Ma cosa sta accadendo su questo fronte in Italia? Al Congresso Nazionale della Società Italiana d’Igiene (SItI) gli esperti hanno sottolineano il gap infrastrutturale da colmare dal punto di vista della digitalizzazione dei sistemi informativi e dei dati sanitari. Anche secon i fondi del Pnrr, si stanno facendo grandi passi avanti grazie a diversi progetti in corso.

“Nell’ambito della Digital Health Prevention stanno sorgendo – ha detto Walter Mazzucco, Ordinario di Igiene Università di Palermo e Segretario Generale SItI – una serie di iniziative che stanno portando alla nascita di centri di performance computing, che potranno federarsi al Supercomputer di Leonardo, in grado di far fare un salto innovativo di qualità nell’ambito della sanità pubblica.”

“Questi interventi consentiranno, entro il 2026, non soltanto di raccogliere grandi moli di dati, ma anche di creare delle reti che potranno restituire in maniera capillare l’esito di queste analisi sia sotto forma di interventi di prevenzione mirati su specifici target della popolazione”.

Lavori in corso

A fare il punto sui lavori in corso è stata Stefania Boccia, professoressa di Igiene pressol’ Università Cattolica di Roma. “All’interno del progetto finanziato dal ministero dell’Università e della Ricerca “Digital Long Life Prevention – DARE”, l’idea è quella di sfruttare al massimo la raccolta dei dati sia da parte dei cittadini sani che di pazienti al fine di identificare quelli che sono i bisogni maggiori della popolazione su cui intervenire per migliorare il relativo stato di salute. All’interno del progetto DARE vi sono inoltre vari progetti “pilota” che stanno sperimentando alcune potenzialità dell’uso di App per monitorare a distanza pazienti con morbo di Parkinson e dei loro caregiver.
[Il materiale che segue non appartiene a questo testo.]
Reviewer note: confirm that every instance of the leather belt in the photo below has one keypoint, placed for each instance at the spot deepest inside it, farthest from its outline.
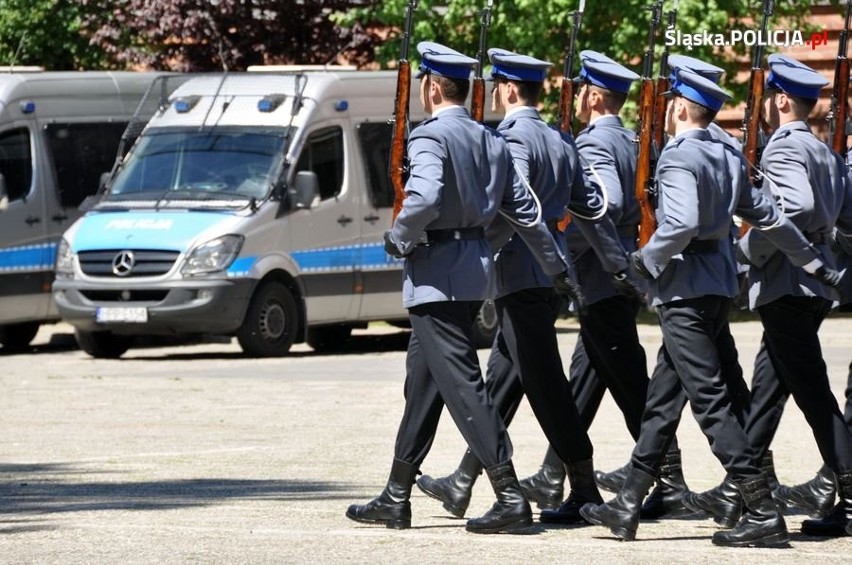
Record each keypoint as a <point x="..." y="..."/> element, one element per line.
<point x="454" y="234"/>
<point x="628" y="231"/>
<point x="816" y="238"/>
<point x="697" y="246"/>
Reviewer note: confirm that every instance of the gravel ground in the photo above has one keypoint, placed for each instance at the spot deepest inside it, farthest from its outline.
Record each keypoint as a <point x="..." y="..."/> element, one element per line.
<point x="195" y="454"/>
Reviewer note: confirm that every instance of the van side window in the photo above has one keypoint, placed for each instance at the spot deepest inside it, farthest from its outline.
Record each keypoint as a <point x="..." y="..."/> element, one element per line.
<point x="323" y="154"/>
<point x="80" y="154"/>
<point x="374" y="139"/>
<point x="16" y="162"/>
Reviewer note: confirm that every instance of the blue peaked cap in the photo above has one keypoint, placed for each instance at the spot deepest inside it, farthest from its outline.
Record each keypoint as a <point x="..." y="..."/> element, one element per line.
<point x="698" y="89"/>
<point x="512" y="66"/>
<point x="440" y="60"/>
<point x="793" y="77"/>
<point x="697" y="66"/>
<point x="599" y="70"/>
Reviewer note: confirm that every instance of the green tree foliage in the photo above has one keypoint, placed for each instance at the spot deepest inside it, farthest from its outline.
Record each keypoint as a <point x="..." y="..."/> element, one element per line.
<point x="618" y="28"/>
<point x="45" y="33"/>
<point x="203" y="35"/>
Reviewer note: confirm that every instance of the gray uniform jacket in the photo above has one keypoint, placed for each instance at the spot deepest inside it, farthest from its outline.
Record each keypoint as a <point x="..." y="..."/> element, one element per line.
<point x="549" y="161"/>
<point x="701" y="183"/>
<point x="461" y="174"/>
<point x="608" y="148"/>
<point x="809" y="182"/>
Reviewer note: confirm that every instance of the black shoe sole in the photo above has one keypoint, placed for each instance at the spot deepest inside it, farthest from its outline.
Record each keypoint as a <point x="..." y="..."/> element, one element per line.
<point x="456" y="511"/>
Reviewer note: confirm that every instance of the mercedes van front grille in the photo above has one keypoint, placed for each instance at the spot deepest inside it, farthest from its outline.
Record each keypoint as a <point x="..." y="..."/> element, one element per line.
<point x="127" y="263"/>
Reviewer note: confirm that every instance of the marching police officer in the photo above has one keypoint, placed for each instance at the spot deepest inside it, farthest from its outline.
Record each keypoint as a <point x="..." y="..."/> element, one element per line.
<point x="810" y="183"/>
<point x="461" y="175"/>
<point x="690" y="264"/>
<point x="526" y="347"/>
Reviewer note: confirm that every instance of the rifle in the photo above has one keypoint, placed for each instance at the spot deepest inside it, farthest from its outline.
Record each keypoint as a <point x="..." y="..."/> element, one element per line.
<point x="647" y="221"/>
<point x="398" y="161"/>
<point x="659" y="126"/>
<point x="840" y="94"/>
<point x="477" y="98"/>
<point x="751" y="117"/>
<point x="566" y="93"/>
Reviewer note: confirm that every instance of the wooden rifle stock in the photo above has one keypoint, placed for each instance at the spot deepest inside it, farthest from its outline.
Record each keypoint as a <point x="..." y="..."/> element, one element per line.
<point x="566" y="93"/>
<point x="838" y="135"/>
<point x="399" y="140"/>
<point x="647" y="219"/>
<point x="398" y="158"/>
<point x="477" y="93"/>
<point x="840" y="94"/>
<point x="645" y="135"/>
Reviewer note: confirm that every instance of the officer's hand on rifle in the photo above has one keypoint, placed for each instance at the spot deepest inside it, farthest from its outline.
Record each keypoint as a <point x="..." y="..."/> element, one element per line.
<point x="624" y="286"/>
<point x="391" y="247"/>
<point x="639" y="265"/>
<point x="568" y="289"/>
<point x="828" y="276"/>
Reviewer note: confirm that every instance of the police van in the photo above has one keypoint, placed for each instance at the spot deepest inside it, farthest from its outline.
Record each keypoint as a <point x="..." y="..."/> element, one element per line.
<point x="58" y="132"/>
<point x="251" y="205"/>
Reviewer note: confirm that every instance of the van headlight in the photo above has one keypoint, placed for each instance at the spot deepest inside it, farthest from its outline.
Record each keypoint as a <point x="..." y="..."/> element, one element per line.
<point x="212" y="256"/>
<point x="64" y="267"/>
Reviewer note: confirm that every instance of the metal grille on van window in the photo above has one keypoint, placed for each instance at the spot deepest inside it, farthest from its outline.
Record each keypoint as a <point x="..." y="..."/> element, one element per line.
<point x="127" y="263"/>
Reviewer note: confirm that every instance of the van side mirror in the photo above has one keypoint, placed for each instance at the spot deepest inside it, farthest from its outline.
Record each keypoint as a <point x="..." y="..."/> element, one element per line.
<point x="305" y="191"/>
<point x="4" y="195"/>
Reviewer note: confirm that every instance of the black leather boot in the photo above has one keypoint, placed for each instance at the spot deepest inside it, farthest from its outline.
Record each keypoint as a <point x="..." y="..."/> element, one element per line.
<point x="838" y="522"/>
<point x="723" y="503"/>
<point x="511" y="514"/>
<point x="761" y="524"/>
<point x="454" y="491"/>
<point x="545" y="488"/>
<point x="666" y="500"/>
<point x="612" y="481"/>
<point x="815" y="497"/>
<point x="392" y="508"/>
<point x="621" y="514"/>
<point x="583" y="491"/>
<point x="767" y="465"/>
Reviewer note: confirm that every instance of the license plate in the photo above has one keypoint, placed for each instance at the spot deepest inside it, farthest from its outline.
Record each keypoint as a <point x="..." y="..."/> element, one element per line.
<point x="121" y="315"/>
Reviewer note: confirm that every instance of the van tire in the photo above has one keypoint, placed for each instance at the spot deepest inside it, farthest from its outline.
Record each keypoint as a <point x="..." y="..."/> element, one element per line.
<point x="271" y="322"/>
<point x="103" y="345"/>
<point x="17" y="337"/>
<point x="329" y="338"/>
<point x="485" y="325"/>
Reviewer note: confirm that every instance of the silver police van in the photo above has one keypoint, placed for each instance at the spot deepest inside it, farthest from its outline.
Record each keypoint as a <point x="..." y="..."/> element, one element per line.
<point x="252" y="205"/>
<point x="58" y="132"/>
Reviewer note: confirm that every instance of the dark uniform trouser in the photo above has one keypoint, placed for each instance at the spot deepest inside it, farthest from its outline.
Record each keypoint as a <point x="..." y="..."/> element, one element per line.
<point x="442" y="368"/>
<point x="689" y="368"/>
<point x="589" y="389"/>
<point x="790" y="362"/>
<point x="527" y="335"/>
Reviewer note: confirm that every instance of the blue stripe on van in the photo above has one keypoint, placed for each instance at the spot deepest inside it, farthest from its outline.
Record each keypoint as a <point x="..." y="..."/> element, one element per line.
<point x="32" y="258"/>
<point x="345" y="258"/>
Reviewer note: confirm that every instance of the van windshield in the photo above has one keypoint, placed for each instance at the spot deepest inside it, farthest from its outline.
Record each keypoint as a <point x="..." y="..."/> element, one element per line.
<point x="212" y="164"/>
Altre applicazioni – ha detto Boccia – permettono di verificare l’idoneità di un’abitazione al momento della dimissione di un paziente fragile per mappare i rischi cadute, velocizzando così i tempi di dimissione”.
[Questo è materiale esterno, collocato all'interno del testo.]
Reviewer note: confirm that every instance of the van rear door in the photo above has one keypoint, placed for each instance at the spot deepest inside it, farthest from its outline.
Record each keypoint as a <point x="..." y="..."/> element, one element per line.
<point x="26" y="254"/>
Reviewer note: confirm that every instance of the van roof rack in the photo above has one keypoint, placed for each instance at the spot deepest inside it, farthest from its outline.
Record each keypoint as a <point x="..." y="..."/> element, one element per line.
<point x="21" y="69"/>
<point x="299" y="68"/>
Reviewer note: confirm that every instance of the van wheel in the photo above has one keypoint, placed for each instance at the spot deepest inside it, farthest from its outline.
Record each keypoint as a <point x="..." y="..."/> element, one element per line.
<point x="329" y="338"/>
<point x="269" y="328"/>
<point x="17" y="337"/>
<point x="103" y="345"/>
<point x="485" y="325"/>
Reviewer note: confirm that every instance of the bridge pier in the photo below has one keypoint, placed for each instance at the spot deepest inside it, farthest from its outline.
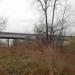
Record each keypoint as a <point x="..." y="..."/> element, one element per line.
<point x="8" y="42"/>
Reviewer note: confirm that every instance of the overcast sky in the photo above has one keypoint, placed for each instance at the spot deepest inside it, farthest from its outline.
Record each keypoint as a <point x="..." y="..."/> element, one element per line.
<point x="21" y="14"/>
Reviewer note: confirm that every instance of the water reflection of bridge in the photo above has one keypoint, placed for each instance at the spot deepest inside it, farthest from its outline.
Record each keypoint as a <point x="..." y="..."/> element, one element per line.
<point x="23" y="36"/>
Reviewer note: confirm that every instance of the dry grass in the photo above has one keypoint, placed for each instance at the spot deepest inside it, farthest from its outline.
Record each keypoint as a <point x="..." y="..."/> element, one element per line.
<point x="35" y="59"/>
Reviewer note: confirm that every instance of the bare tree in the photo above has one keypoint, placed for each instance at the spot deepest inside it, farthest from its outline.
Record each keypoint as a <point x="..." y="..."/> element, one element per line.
<point x="45" y="4"/>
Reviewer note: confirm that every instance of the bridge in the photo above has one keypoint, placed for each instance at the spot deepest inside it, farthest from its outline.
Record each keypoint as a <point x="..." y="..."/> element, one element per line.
<point x="24" y="36"/>
<point x="6" y="35"/>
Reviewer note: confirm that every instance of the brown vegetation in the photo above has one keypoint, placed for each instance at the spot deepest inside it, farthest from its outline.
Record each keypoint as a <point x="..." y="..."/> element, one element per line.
<point x="35" y="59"/>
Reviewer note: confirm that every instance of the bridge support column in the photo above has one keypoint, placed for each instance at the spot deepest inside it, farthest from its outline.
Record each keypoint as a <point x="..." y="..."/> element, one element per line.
<point x="8" y="42"/>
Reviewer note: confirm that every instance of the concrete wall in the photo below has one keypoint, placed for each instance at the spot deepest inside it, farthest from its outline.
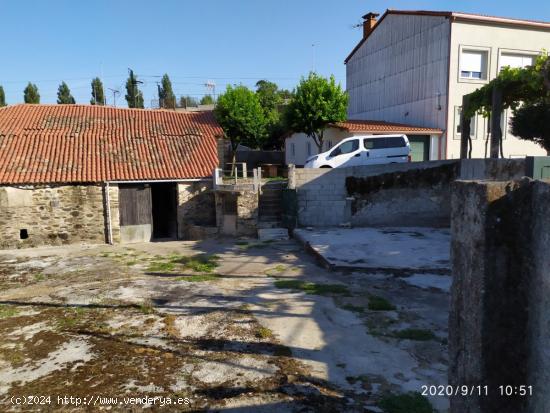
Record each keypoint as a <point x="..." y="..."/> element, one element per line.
<point x="51" y="215"/>
<point x="498" y="326"/>
<point x="196" y="208"/>
<point x="322" y="195"/>
<point x="410" y="194"/>
<point x="495" y="40"/>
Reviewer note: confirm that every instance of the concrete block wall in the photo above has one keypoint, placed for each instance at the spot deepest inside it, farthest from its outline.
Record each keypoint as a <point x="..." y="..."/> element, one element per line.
<point x="196" y="207"/>
<point x="322" y="198"/>
<point x="500" y="305"/>
<point x="51" y="215"/>
<point x="322" y="195"/>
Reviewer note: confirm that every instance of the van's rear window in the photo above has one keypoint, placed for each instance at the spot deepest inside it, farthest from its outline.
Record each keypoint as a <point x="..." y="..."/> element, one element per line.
<point x="380" y="143"/>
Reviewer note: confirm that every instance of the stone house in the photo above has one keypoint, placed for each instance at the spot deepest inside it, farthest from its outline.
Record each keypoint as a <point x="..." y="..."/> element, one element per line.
<point x="94" y="174"/>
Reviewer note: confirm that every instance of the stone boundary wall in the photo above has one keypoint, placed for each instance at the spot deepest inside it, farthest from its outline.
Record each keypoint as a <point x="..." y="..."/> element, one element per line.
<point x="196" y="208"/>
<point x="323" y="200"/>
<point x="51" y="215"/>
<point x="500" y="297"/>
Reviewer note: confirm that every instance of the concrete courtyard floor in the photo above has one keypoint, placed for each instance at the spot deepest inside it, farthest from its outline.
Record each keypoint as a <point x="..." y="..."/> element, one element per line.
<point x="234" y="325"/>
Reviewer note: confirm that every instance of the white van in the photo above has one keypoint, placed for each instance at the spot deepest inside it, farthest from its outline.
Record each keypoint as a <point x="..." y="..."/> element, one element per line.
<point x="364" y="150"/>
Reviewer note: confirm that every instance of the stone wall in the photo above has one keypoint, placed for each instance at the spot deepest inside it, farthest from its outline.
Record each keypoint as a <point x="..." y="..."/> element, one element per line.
<point x="500" y="298"/>
<point x="196" y="208"/>
<point x="323" y="199"/>
<point x="51" y="215"/>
Prevenzione in primo piano

Gli strumenti digitali offrono un’utilità pratica e quotidiana, raccogliendo dati e fornendo feedback non solo alle persone sane, ma anche al malato. “Vi sono diversi progetti pilota che si realizzano all’interno del Policlinico Gemelli dell’Università Cattolica di Roma supportati dal finanziamento di DARE – ha ricordato poi Boccia – Uno di questi usa algoritmi predittivi di rischio di malattia cardiovascolare in persone sane, basati sulla conoscenza delle varianti genetiche comuni ereditate da ciascun individuo. Per ora si tratta di un uso limitato alla ricerca, ma l’ambizione è che i soggetti con un rischio particolarmente elevato possano motivarsi maggiormente a migliorare i propri stili di vita”. Insomma, l’AI può diventare davvero un’alleata sulla via della prevenzione.